Current drone communication and control systems have lax security and do not protect the ground to drone communications from attacks such as replay type attacks or man-in-the-middle type attacks. A remote attacker could potentially impersonate the ground station, spoof its MAC and IP address, and gain control over a drone in flight. While some systems encrypt the information being sent from either side of the connection, they do not necessarily prevent someone from eavesdropping on the connection, recording what is said between each party, and replaying or replacing information with other information, thus causing damage or control to the remote drone. Additionally, VPN technology would not necessarily protect the connection either, if the ground station computer were compromised, thus allowing an intruder access inside the secure network.

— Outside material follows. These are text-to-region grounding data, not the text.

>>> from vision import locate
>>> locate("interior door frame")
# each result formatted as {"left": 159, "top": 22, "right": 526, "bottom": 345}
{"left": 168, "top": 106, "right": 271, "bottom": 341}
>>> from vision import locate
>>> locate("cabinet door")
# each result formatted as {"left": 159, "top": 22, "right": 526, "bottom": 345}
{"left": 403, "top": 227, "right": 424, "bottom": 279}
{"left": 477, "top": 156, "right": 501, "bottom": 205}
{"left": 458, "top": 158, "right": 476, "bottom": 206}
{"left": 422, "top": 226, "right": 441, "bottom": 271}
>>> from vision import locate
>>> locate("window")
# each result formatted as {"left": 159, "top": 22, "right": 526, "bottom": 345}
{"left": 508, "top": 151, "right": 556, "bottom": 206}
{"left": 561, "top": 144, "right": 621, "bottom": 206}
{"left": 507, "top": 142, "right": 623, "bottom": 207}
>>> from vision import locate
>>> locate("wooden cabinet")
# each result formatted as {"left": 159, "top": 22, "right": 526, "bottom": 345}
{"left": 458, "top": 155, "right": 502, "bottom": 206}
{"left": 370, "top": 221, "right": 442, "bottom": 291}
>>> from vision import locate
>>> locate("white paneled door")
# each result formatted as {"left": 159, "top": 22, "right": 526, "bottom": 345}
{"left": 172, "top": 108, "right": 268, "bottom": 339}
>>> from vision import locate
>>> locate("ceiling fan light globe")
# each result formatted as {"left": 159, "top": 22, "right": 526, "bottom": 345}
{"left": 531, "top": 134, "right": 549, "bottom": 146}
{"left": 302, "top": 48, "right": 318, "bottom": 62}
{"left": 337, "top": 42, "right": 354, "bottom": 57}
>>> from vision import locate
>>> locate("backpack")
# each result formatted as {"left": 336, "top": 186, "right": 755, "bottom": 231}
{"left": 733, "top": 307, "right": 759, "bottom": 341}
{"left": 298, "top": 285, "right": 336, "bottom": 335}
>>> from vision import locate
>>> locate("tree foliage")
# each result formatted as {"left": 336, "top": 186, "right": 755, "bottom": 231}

The control of the drone can be secured using standards based technology by building an SSL/TLS (Secure Sockets Layer/Trusted Layer Security) connection between both sides (i.e. the ground control and the drone), in a bi-directional setup, otherwise known as a 2 Way SSL/TLS connection. Each SSL/TLS connection requires server and client certificates to be created, usually these are just randomly created by the server computer and then assigned to the remote computer. This is done routinely, as anyone accessing an HTTPS website would be getting a ONE-WAY SSL/TLS connection, which means that the remote server provided a certificate to the client device that can be used to verify the identity of the remote server and secure the data link so traffic is protected from point A to point B. However, this one way connection does not provide identity of the client device, or who owns it, or who is controlling it to the server. The proposed method, binds a biometric identifier of the owner or operator of the drone system, to the certificate created for the drone, and subsequently embedded inside that drone's onboard computer. The onboard computer may have basic TCP/IP functionality, such as a Linux operating system or any system capable of using HTTPS/2 functions. In this fashion, when a remote drone connects to the control server side system, its 2 ways SSL/TLS certificates would protect the data link layer, and also provide identity of the drone system itself, announcing that a specific drone is connecting on this secure link.
Furthermore, the server side would then ask the drone owner/operator to authenticate using some remote application, i.e., a mobile phone application, which would request their biometric modality used to create the certificate itself, and if the fingerprint, face or some other biometric method was verified, it would approve and validate communications across the secure link. This method could then be used for provisioning a drone into a fleet, de-provisioning a drone from the fleet, allowing a drone to start a flight mission, or any other instance where you want to ensure that drone operations are secure and validated.
FIG. 1 depicts a drone and control system having secured communications using biometrics. The system 100 allows communication between a drone and ground control to be secured as well as ensuring the identity of the drone and ground control. Further, the system can ensure that only an authorized user or operator is able to issue certain commands to the drone or perform certain actions. As depicted a user 102 may create a biometric template using a smartphone 104 or other appropriate computing device. The smartphone 104 generates a unique biometric template of the user 102. The biometric template may be based on, for example a fingerprint, face, iris, etc. The biometric template may be transferred, for example over a wireless or wired network connection or using other communication techniques, to a certificate server 106. The certificate server may then use the biometric template as a basis for creating a unique digital certificate based on the user's biometric information in the biometric template. The digital certificate can then be provided to a new drone 108 as part of the onboarding process, embedding this certificate inside the drone's onboard computer. The digital certificate can be provided to the drone directly by the certificate server or through one or more intervening computing devices.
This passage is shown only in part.